State Rep. Darryl Rouson, D-St. Petersburg, has filed legislation that would ban the display of Confederate flags and symbols on publicly owned or leased property.
Rouson, who represents the Palmetto and Bradenton area along the U.S. 41 corridor, said he filed the legislation Thursday at the request of state Sen. Geraldine Thompson, D-Orlando. She is the sponsor of the original Senate legislation, and asked Rouson to be the House sponsor.
"For me, it (the Confederate flag) represents a symbol of slavery and protecting hatred and discrimination based on people's race and ethnicity," said Rouson, who is black. "It's painful."
Rouson said when he sees the flag he's reminded of how people would use it to protest integration in St. Petersburg in the 1960s and '70s.
"I have feelings and sensitivity to the whole issue, as I think most people in this country do," he said.
The bill would allow injunctive relief for parties who file civil action against governments that display the flag on public property. It would cover all symbols of the Confederate military -- not just the flag.
"The display of the flag or emblem of the Confederate States of America, or any flag or emblem used by the Confederate States of America or its military or naval forces at any time within the years 1860 to 1865, on any building, structure, real property, or personal property owned or leased by the state, a county, municipality, or other governmental unit of this state is prohibited."
The proposed law has no effect on displaying Confederate symbols on private property.
"We can't control what people do in the privacy of their own homes," Rouson said. "But we can control what is displayed on public property."
A marble-gray monument is dedicated to Confederate soldiers in downtown Bradenton on the west side of the Manatee County Courthouse, and a Confederate flag is etched into the side.
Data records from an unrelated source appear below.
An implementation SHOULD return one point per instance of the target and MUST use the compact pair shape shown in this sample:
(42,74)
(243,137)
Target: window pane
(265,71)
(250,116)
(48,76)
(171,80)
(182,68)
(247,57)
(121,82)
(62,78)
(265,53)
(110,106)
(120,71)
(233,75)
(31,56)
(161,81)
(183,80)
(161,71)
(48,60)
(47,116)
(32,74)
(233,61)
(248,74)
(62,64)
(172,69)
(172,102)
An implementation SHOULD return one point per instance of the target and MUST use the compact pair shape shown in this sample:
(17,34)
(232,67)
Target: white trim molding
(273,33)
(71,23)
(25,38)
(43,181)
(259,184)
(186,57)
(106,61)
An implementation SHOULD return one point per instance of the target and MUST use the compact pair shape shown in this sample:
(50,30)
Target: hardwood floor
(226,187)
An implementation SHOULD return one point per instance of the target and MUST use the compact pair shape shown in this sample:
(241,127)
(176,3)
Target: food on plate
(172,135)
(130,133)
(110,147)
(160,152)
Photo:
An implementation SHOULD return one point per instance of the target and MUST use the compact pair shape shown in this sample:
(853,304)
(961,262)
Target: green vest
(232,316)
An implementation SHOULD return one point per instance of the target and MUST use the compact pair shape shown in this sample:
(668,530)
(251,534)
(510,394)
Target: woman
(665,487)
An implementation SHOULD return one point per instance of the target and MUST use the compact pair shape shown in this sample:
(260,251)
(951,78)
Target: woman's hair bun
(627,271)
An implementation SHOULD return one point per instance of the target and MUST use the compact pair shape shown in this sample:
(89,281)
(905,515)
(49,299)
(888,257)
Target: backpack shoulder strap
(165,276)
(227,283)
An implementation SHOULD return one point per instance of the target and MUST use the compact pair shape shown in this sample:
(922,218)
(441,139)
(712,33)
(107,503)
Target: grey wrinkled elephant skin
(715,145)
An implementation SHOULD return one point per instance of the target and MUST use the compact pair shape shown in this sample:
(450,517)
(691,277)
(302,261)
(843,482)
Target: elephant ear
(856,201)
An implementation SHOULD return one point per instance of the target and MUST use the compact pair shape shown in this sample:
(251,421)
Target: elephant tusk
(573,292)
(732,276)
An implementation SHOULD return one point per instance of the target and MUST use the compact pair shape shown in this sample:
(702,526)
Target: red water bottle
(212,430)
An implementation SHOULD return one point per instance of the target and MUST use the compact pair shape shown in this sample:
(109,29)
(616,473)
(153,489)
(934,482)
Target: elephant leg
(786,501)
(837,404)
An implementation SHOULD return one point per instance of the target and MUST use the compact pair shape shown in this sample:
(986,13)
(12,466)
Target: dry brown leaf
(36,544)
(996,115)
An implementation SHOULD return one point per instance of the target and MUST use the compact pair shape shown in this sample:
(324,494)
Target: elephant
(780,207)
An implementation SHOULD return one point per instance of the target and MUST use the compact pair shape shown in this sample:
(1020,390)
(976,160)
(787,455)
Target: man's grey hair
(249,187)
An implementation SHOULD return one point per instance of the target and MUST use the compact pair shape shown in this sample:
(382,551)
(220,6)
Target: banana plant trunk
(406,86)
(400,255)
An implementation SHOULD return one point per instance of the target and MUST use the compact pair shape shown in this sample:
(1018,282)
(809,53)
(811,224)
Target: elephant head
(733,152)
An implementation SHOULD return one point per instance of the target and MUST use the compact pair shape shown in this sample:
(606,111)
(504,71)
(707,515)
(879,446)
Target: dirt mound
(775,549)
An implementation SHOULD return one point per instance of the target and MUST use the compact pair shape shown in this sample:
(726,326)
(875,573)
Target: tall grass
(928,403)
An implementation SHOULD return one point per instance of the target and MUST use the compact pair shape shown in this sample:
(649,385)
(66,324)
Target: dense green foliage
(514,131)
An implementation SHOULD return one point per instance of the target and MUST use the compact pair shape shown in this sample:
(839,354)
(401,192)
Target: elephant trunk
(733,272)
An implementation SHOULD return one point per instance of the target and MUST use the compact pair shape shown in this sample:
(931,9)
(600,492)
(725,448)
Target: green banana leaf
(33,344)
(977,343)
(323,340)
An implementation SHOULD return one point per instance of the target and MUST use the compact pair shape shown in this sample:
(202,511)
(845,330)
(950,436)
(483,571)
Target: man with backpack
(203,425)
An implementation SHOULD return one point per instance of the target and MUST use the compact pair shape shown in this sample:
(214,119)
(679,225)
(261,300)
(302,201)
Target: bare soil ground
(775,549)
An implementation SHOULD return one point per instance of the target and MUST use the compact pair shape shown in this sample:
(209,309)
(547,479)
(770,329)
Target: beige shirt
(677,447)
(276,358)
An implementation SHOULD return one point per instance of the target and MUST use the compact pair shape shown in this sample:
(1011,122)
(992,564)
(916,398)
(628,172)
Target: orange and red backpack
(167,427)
The monument, which honors Confederate veterans, was erected by the Judah P. Benjamin Chapter of the United Daughters of the Confederacy and unveiled in 1924.
Rouson said the etching of the flag on that monument would be illegal under the bill. The Manatee County Commission would be responsible for removing it.
Strong calls to remove the Confederate flag began in June after Dylann Roof reportedly killed nine members of a predominantly black church in Charleston, S.C., and images of him with a Confederate flag surfaced online.